The risk of bias for each study was evaluated using version 5.3.0 of the Cochrane Collaboration's recommended assessment. The content included random allocation methods, allocation concealment, blinding, completeness of outcome data, selective reporting of study results, and other sources of bias. Each item was evaluated as "high risk of bias," "low risk of bias," or "unclear." When a study fully met these requirements, it was rated as Grade A; if it partially met the requirements, it was rated as Grade B; if it did not meet the requirements at all, it was rated as Grade C and excluded. Two researchers independently evaluated the quality of the literature, and a higher score indicated higher quality.

2.5. Statistical methods

Meta-analysis was performed using the official software RevMan 5.4 from the Cochrane Collaboration. As the outcome measures of this study were median overall survival (mOS) and median progression-free survival (mPFS), the hazard ratio (HR) was used as the effect measure with a 95% confidence interval (CI) as the effect size statistic. If there was no heterogeneity among the study results (P>0.1, I2<50%), a fixed-effect model was used for the analysis. If heterogeneity was present (P≤0.1, I2>50%), a random-effects model was used for the analysis, along with subgroup analysis or sensitivity analysis. A P value less than 0.05 was considered statistically significant. If the original study results were reported as medians (interquartile ranges), the formula proposed by Wan et al. [19] was used to estimate the mean and standard deviation. If the results were reported as mean differences and 95% CI between groups, the HR was calculated using the RevMan 5.4 software calculator [20].

3. Results

3.1. Literature search results

Based on the predetermined inclusion and exclusion criteria and literature search strategy, a total of 1120 articles (465 from PubMed, 50 from Embase, 42 from Cochrane Library, and 563 from Web of Science) were initially identified. After a hierarchical screening process, 11 studies [21-31] with a total of 296 patients were finally included. All 11 studies provided information on the median overall survival (mOS), and three studies provided information on the median progression-free survival (mPFS). The process of literature selection is shown in Figure 1, and the general characteristics of the included studies are shown in Table 2.
A Reflects the number of individual patients from the respective study that was used in the survival and meta-analyses. Individual patients were excluded if they did not meet all inclusion criteria for the study (e.g. they did not have recurrent disease).

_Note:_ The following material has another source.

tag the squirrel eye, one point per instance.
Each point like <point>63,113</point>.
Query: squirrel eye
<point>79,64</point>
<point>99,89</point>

3.2. The results of literature quality assessment

The included 11 studies were assessed for bias using the bias risk assessment tool of the Cochrane Collaboration. The assessment items included: 1) methods of random number generation (selection bias), 2) concealment of allocation results (selection bias), 3) blinding of patients (implementation bias), 4) completeness of outcome data (measurement bias), 5) selective reporting of study results (reporting bias), 6) other sources of bias. The risk bias assessment table was created using Revman 5.4 software, and the overall quality of the literature was good. Please refer to Figure 2A and 2B for details.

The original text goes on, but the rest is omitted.